In my former book, Theophilus, I wrote about all that Jesus began to do and to teach until the day he was taken up to heaven.

Luke continued his account. The Gospel told what Jesus began. Acts would tell what Jesus continued—through his Spirit, through his church. The story was not over; it was entering a new chapter.

After his suffering, he presented himself to them and gave many convincing proofs that he was alive. He appeared to them over a period of forty days and spoke about the kingdom of God.

Forty days. The risen Jesus appearing, disappearing, reappearing. Convincing proofs—eating fish, showing wounds, teaching Scripture. The resurrection was not rumor but repeated encounter. And his topic: the kingdom of God. The same message he had preached before the cross, now vindicated by the empty tomb.
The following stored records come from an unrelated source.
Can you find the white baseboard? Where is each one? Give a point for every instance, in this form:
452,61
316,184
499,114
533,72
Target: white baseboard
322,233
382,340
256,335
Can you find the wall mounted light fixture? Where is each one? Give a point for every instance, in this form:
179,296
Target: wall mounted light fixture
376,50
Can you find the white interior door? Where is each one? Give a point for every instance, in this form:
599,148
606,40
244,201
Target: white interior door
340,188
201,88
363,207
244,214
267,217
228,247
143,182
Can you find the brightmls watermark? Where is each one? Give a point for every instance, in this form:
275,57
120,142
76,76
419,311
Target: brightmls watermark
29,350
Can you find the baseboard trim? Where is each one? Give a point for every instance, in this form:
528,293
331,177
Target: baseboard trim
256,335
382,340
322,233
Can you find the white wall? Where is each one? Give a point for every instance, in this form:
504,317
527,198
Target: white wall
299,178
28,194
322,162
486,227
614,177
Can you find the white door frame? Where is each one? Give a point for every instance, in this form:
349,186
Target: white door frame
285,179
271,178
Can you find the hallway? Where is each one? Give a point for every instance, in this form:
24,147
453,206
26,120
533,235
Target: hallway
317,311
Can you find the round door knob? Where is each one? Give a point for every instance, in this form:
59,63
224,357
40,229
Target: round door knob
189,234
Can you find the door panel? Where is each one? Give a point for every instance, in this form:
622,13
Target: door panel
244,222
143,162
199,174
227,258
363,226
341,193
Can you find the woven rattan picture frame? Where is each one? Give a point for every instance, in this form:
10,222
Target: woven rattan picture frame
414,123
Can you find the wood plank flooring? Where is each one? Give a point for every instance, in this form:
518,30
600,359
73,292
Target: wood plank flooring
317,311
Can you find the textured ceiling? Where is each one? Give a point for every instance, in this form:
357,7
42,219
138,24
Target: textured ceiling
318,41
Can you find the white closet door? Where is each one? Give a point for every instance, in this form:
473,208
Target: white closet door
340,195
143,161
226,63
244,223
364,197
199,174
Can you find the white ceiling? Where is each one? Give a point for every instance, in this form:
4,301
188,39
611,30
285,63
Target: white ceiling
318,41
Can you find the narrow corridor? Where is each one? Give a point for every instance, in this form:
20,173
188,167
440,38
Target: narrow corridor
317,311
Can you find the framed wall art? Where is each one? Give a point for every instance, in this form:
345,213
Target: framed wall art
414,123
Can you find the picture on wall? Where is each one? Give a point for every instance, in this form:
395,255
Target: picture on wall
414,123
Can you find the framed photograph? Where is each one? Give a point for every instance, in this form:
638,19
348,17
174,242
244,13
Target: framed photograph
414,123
On one occasion, while he was eating with them, he gave them this command: Do not leave Jerusalem, but wait for the gift my Father promised, which you have heard me speak about.

Wait. The hardest command for eager disciples. Don't scatter, don't start, don't act—wait. In Jerusalem, the city that had crucified their Lord. Wait for a gift. The Father had promised something.

For John baptized with water, but in a few days you will be baptized with the Holy Spirit.

John's baptism was preparation. What was coming would be completion. Not water but Spirit. Not external washing but internal transformation. A few days away.

Then they gathered around him and asked him, Lord, are you at this time going to restore the kingdom to Israel?

The question they had been holding. Now? Is this the moment? The kingdom restored to Israel? They still imagined thrones and territories, Roman expulsion, Davidic restoration.

He said to them: It is not for you to know the times or dates the Father has set by his own authority.

Not for you to know. The timing belonged to the Father. The disciples' job was not calendar calculation but faithful obedience.

But you will receive power when the Holy Spirit comes on you; and you will be my witnesses in Jerusalem, and in all Judea and Samaria, and to the ends of the earth.

The mission statement. Power coming—not political power but Spirit power. Witnesses—not conquerors but testifiers. The geography of mission: Jerusalem first, then Judea and Samaria, then the ends of the earth. The book of Acts would follow this outline exactly.

After he said this, he was taken up before their very eyes, and a cloud hid him from their sight.

Taken up. Not walking away, not fading out—ascending. Before their very eyes—they watched it happen. Rising from the ground, rising through the air, rising until a cloud received him. The cloud of God's presence, the same cloud that led Israel, that filled the tabernacle, that overshadowed the transfiguration—that cloud took him.

They were looking intently up into the sky as he was going, when suddenly two men dressed in white stood beside them.

Still staring upward. Necks craned. Eyes fixed on the sky where he had disappeared. And then—two figures in white. Angels, as at the tomb.

Men of Galilee, they said, why do you stand here looking into the sky? This same Jesus, who has been taken from you into heaven, will come back in the same way you have seen him go into heaven.

The gentle rebuke. Why are you staring? He's coming back. The same Jesus—not a different one, not a spiritual idea, but this same Jesus. The way he went—visibly, bodily, on the clouds—is the way he returns.

The disciples had watched him die. They had seen him risen. Now they watched him ascend. And they received the promise: he would return.

The story was not ending. It was just beginning. Jerusalem waited. The Spirit was coming. The ends of the earth would hear.